Ordre dans lequel on range les objets, les personnes ou les choses. Il y a également la classification des idées.

« La classification des lois ; la classification des connaissances ; la classification des marchandises. » Les connaissances humaines, à mesure que nous avançons dans le progrès, sont si étendues déjà et s'enrichissent chaque jour à tel point, les variétés de la nature sont si nombreuses, qu'il est impossible à l'intelligence humaine d'embrasser tout l'ensemble de l'univers. On est donc obligé de s'arrêter aux particularités qui forment l'ensemble, de manière à ne pas s'égarer dans la diversité des phénomènes. De là la nécessité, pour ne pas se perdre, de ranger chaque chose dans un cadre particulier si l'on veut étudier les rapports qui existent entre un objet et un autre. Il en est de même pour les idées et la science qui sont, elles aussi, obligées de classifier leurs connaissances et de les ranger par catégorie. La classification est la voie la plus convenable pour obtenir des résultats. Elle est sœur de la méthode et, comme elle, engendre la clarté. Elle nous permet de partir de l'inconnu pour atteindre le domaine du connu. La classification est donc un bien, à condition cependant de n'être ni artificielle ni superficielle et de ne pas se perdre dans l'abstrait. Comme en toute chose, l'exagération est néfaste, et la manie de classifier devient un défaut au lieu d'une qualité.

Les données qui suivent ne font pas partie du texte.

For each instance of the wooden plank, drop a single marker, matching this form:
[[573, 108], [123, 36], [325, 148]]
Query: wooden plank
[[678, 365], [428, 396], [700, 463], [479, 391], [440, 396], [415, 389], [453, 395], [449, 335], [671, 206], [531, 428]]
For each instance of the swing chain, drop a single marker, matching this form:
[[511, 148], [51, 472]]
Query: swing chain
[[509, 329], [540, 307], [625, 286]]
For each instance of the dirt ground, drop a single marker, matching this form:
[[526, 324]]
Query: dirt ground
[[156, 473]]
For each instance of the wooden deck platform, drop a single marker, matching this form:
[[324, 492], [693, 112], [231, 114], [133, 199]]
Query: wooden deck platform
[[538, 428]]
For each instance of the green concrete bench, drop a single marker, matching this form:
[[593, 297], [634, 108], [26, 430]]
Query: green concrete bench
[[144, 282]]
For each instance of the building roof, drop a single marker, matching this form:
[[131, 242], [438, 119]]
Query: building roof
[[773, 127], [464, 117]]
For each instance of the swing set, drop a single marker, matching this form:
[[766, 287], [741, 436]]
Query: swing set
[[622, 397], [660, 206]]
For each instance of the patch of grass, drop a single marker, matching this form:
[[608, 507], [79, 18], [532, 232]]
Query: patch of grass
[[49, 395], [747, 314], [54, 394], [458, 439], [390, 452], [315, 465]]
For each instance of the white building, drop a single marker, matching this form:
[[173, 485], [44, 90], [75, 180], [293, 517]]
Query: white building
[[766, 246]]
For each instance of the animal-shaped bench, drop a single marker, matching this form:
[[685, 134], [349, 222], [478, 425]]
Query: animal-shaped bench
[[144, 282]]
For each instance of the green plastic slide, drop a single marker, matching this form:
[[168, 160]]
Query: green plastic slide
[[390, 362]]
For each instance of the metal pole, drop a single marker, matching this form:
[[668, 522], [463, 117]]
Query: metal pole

De nos temps, tout se classe et, dans nos sociétés bourgeoises, on classifie même les individus de même race et de même nation pour en faire des sujets différents les uns des autres ; de là le terme « classe » pour désigner une partie de la collectivité appartenant à une catégorie sociale. Si la classification des objets en genre, en famille est utile ; si la classification des idées et des découvertes scientifiques est indispensable ; la classification des hommes est un des vices des sociétés à base capitaliste et cette erreur disparaîtra avec les causes qui l'ont engendrée.